What To Eat On A Low Carb Diet
The majority of calories in a low carb diet come from fat, then protein, and lastly carbohydrates. This way of eating emphasizes the liberal use of fats, consuming moderate amounts of protein (3-4 ounces) and enjoying a variety of low carb vegetables and leafy greens. Nuts and seeds are great additions to the diet, providing essential minerals, healthy fats and fiber – but because nuts and seeds are also a source of carbohydrates, they should be consumed in moderation and are not suitable for Induction. You may be wondering if fruit can be enjoyed on a low carb diet. The answer is “Yes”, but make sure to enjoy low carb fruits, like berries, in moderation. Like nuts, fruits are not suitable for Induction because of higher carb counts. See my post on the Low Carb Food List.
How to Calculate Carbs for a Low Carb Diet
In the U.S. it’s typical for those following a low carb diet to calculate “net carbs”, a term introduced by Dr. Atkins. Calculating “net carbs” very easy to do:
Net Carbs = Total Carbs – Fiber
While the majority of U.S. low carbers calculate their net carbs throughout the day, it’s important to not let total carbs get too high – especially if one is trying to stay in a ketogenic state. Keeping total carbs below 40 should be adequate but some may find that 35 is a better number for weight loss.
How to Accurately Determine Carbs on a Low Carb Diet
The most accurate way to determine carbs on a low carb diet is to weigh ingredients – especially if one has Diabetes or a metabolism that is resistant to losing weight. A digital kitchen scale is worth its weight in gold and will be your best friend. Weighing ingredients, like vegetables, raw before cooking will provide the most accurate carb counts and is how many online low carb bloggers write their recipes. It also helps alleviate any problems with recipe conversion as most scales provide measurements in both English and Metric units. If the ingredients are weighed and carbs calculated before cooking, there is no need to weigh portions after cooking – visually dividing the dish is good enough.

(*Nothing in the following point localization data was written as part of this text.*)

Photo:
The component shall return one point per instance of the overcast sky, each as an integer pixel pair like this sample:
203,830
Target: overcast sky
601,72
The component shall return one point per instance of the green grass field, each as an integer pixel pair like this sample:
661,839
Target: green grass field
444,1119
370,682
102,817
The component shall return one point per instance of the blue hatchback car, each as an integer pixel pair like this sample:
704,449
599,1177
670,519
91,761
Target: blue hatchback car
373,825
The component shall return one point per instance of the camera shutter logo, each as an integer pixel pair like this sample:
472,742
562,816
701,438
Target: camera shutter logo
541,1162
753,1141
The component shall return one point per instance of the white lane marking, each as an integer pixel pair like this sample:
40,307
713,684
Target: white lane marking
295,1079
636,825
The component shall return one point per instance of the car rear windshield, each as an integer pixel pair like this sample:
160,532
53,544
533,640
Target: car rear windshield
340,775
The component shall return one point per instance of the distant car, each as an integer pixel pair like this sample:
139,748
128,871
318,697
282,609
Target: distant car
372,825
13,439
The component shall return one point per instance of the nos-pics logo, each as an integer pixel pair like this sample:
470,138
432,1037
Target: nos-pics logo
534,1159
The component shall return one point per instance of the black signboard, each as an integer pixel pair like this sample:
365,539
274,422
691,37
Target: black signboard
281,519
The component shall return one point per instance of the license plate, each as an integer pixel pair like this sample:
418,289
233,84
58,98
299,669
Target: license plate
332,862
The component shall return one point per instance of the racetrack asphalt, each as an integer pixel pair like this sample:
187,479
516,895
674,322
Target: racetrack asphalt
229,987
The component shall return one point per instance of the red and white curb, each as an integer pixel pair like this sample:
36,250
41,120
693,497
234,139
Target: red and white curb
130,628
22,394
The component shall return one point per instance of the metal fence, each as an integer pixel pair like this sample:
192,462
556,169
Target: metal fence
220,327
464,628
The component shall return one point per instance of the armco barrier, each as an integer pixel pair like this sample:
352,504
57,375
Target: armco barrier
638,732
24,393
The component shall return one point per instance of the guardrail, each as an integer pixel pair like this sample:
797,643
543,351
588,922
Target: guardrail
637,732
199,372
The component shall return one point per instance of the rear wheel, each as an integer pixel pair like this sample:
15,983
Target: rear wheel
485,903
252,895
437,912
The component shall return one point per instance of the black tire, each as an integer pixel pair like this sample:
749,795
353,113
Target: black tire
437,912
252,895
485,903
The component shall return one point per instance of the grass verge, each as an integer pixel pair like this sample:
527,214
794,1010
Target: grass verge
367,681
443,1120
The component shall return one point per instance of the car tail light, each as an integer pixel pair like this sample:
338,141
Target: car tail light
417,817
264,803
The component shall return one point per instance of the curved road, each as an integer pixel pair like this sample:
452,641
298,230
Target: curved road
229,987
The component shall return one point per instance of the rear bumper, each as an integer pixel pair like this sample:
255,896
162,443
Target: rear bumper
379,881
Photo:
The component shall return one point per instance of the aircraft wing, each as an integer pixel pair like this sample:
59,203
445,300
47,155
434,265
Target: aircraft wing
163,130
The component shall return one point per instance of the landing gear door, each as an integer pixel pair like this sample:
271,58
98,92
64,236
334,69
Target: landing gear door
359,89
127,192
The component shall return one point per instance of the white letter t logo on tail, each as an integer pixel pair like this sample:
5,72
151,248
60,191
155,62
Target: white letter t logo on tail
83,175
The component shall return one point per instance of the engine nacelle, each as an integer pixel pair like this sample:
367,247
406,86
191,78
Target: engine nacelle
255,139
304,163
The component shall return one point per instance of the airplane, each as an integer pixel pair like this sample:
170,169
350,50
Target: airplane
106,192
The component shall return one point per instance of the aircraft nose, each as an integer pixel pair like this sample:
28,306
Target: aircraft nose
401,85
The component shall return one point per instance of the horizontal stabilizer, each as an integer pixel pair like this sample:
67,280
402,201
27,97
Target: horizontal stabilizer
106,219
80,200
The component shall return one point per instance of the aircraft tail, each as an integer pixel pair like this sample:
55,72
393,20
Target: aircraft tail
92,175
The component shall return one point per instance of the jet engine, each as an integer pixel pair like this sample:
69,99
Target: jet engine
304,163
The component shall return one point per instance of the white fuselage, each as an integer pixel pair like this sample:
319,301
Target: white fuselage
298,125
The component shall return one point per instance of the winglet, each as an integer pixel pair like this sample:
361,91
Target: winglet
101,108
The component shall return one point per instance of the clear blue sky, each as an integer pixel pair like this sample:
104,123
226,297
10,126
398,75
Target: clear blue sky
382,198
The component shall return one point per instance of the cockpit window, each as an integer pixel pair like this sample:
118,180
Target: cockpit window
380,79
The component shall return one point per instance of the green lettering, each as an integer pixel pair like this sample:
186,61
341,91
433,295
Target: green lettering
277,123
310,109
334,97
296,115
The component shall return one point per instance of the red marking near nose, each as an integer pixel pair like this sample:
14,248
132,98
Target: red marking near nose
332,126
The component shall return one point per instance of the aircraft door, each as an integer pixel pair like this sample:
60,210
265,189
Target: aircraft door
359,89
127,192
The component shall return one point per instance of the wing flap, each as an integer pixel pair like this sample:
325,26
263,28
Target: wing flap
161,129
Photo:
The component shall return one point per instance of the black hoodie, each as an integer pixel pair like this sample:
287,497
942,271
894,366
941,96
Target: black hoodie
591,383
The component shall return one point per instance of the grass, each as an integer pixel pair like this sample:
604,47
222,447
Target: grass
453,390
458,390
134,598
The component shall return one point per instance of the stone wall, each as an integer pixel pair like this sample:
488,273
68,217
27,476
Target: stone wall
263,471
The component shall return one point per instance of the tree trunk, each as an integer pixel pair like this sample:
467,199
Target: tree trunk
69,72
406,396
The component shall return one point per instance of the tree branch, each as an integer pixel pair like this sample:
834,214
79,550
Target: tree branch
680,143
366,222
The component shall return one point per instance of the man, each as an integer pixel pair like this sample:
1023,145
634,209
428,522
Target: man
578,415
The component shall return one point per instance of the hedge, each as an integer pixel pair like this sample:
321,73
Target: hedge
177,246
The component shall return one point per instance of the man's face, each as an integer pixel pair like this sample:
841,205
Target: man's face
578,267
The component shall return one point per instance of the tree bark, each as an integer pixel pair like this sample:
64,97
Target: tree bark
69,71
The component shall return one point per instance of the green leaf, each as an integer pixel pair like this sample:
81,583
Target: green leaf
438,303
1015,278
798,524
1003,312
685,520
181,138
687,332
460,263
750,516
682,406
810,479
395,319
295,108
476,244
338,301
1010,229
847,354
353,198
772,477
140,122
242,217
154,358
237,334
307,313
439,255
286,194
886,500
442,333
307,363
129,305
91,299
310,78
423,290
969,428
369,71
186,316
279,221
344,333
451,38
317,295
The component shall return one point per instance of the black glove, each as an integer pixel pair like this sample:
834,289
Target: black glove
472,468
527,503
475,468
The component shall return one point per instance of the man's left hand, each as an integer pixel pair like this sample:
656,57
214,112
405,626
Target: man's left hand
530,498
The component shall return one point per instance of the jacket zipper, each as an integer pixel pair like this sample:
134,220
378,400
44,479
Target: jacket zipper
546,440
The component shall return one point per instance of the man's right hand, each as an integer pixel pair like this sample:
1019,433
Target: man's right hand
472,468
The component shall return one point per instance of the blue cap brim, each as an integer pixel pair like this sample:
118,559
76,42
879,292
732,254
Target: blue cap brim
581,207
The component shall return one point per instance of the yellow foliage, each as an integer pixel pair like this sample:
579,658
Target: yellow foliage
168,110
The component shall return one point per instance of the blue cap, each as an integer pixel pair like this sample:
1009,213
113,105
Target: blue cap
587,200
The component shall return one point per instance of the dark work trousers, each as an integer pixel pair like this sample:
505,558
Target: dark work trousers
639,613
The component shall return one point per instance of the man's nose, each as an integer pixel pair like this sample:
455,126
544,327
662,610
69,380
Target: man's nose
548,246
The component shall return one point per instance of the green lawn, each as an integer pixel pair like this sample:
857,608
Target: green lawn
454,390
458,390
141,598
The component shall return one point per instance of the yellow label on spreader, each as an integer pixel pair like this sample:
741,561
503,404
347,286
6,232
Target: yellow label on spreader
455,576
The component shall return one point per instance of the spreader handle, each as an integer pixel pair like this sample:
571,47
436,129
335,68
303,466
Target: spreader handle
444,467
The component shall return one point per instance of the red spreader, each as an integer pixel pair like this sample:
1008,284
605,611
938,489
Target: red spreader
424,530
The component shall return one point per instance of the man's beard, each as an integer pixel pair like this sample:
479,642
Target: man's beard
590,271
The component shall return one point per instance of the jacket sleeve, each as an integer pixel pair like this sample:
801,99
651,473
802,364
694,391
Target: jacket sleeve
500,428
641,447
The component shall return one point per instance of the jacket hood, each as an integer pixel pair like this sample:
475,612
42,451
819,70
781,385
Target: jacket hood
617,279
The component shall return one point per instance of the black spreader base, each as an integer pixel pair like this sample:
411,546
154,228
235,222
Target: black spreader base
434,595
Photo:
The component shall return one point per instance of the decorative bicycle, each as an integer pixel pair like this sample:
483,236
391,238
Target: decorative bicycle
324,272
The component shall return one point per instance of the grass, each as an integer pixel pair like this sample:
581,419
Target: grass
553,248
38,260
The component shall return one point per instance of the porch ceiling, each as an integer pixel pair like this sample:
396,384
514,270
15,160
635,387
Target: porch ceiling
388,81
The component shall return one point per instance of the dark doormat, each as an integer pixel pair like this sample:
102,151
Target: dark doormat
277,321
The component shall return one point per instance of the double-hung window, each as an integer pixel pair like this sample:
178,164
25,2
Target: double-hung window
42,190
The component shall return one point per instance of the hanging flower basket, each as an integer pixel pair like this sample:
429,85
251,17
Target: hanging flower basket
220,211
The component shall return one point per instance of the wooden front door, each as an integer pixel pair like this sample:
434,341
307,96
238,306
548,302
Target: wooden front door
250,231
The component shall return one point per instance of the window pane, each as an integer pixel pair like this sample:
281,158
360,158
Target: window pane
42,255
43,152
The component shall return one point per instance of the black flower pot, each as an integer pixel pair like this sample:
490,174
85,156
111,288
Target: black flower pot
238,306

How to Easily Track Food and Carbs on a Low Carb Diet
There are many free fitness tracking sites available to help people with their diets. Most are easy to use and let one track weight loss, foods eaten, calories expended, etc. They can be found both on the internet and more recently in mobile applications and some integrate with electronic fitness devices such as watches and phones.
My favorite tracker is Fatsecret.com. In my opinion it has the best food and nutritional database around. I also like the options it provides. Fatsecret makes it easy to keep track of your daily macros (fats, proteins and carbohydrates) by displaying a pie chart at the bottom of the food journal page. I like that Fatsecret lets one choose the nutritional information that’s most important to each individual user. It has an activity tracker so one can calculate how many calories are being used throughout the day, and a personal cookbook feature where one can build recipes. In a word, it’s awesome. With so many fitness and diet trackers available, there is sure to be a perfect match for you.